If you’re serious about operating agents, you need observability that answers three questions quickly:

What happened? (forensics)
Why did it happen? (debuggability)
How often does it happen? (reliability)

OpenTelemetry exists to standardize how you instrument, generate, and export telemetry across traces, metrics, and logs. [1] W3C Trace Context defines how trace context propagates across service boundaries. [2]

Agents add two new requirements:

tool calls are part of your “distributed trace”
“decisioning” is a first-class component (not just business logic)

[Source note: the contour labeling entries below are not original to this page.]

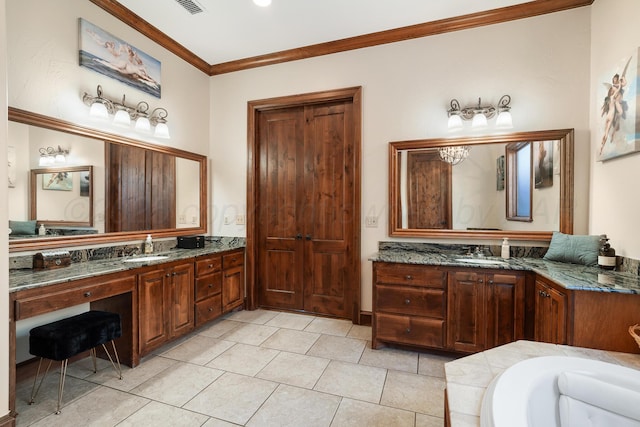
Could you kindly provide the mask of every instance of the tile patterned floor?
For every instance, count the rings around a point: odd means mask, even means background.
[[[442,355],[371,349],[371,328],[255,310],[231,313],[115,377],[108,361],[69,366],[36,404],[18,383],[21,426],[442,426]]]

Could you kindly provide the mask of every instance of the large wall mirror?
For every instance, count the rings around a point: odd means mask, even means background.
[[[206,232],[206,156],[15,108],[8,136],[12,252]],[[41,166],[49,147],[64,164]]]
[[[573,129],[389,144],[390,236],[550,240],[553,231],[573,233]]]

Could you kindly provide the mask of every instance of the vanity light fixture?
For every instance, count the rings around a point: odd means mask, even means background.
[[[438,154],[443,162],[455,166],[469,157],[470,150],[471,147],[468,145],[449,145],[438,148]]]
[[[511,97],[503,95],[498,101],[497,107],[491,104],[482,105],[482,100],[478,98],[478,105],[460,108],[458,100],[452,99],[450,108],[447,110],[449,116],[447,127],[450,131],[460,130],[463,120],[471,120],[472,129],[483,129],[488,126],[487,120],[493,118],[497,113],[496,128],[510,129],[513,127],[510,103]]]
[[[108,119],[113,115],[113,124],[117,126],[130,127],[133,121],[134,129],[142,133],[151,132],[151,126],[155,127],[153,135],[157,138],[170,138],[169,127],[167,126],[166,109],[158,107],[149,114],[149,104],[140,101],[134,107],[125,104],[125,95],[122,95],[122,102],[111,101],[102,96],[102,86],[98,85],[97,95],[93,96],[84,93],[82,101],[91,107],[89,115],[100,119]]]
[[[38,151],[40,152],[39,166],[53,166],[66,163],[67,156],[69,155],[69,150],[63,150],[59,145],[57,149],[53,147],[42,147]]]

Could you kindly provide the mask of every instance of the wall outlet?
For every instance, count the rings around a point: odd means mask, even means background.
[[[365,227],[376,228],[378,226],[378,217],[377,216],[365,216],[364,217],[364,225],[365,225]]]

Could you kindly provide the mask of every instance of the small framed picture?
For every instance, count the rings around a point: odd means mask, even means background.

This article is a practical blueprint.

TL;DR

Instrument agents like distributed systems:
traces for causality (what triggered what)
metrics for health (p95 latency, error rates)
logs for human context (but redacted)
Propagate a single trace across:
agent runtime -> MCP gateway -> MCP tool servers -> upstream APIs
Capture decision summaries, not chain-of-thought.
Treat cost as a production signal: emit per-run and per-tool cost metrics.
Use semantic conventions where possible to keep telemetry queryable. [3]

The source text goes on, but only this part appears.